Model Selection Tool

PreviousCox Regression AnalysisNextCopy Number Analysis

Last updated 7 months ago

Was this helpful?

This tutorial provides information about Partek model selection tool, how to use this function and some common mistakes which we should avoid to do. The dataset used in the tutorial is a simulated human microarray intensity values in log space. The data is not used for diagnostic procedure, only to show how to use the function.

Select a Classification Model

Download the zip file from . The download contains the following files:

  • Training set data: 28 samples (11 disease samples and 15 normal samples) on 9953 genes

  • Test set data: 8 samples on 9953 genes

  • configuration of the model builder (.pcms file)

  • 36 sample data set – total of training and test samples

  • deployed model (.pbb file)

A classification model has two parts: variables and classifier.
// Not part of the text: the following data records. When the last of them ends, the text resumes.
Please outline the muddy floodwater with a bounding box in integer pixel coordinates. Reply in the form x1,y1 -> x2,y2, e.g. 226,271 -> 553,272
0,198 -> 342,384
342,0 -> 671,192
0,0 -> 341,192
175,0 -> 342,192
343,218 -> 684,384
The model selection tool in Partek Genomics Suite uses cross-validation to choose the best classification model and gives the accuracy estimate of the best model.

1-level cross-validation is used to select the best model to deploy. There are two ways to report the unbiased accuracy estimate (or correct rate): 2-level cross validation on the same data set, or deploy the model on a independent test set. We will show both in this tutorial.

  • Open Partek Genomics Suite, choose File > Open... from the main menu to open the Training.fmt

  • Select Tools > Predict > Model Selection from the Partek main menu

  • In Cross-Validation tab, choose to Predict on Type, Positive Outcome is Disease, Selection Criterion is Normalized Correct Rate (Figure 1)

  • Choose 1-Level Cross-Validation option, and use Manually specify partition option as 5. The idea of 1-level cross validation option is to select the best model to deploy on the test data set.

Figure 1. Model selection dialog: 1-level cross validation configuration

  • Choose Variable Selection tab, to use ANOVA to select variables. The number of genes selected are based on the p-value generated from the 1-way ANOVA model which factor is Type. In each iteration of cross validation, we will use the training set to perform ANOVA, take the top N number of genes with the most significant p-values to build the classifier. The Configure button allow you to specify ANOVA model if you want to include multiple factors (Figure 2).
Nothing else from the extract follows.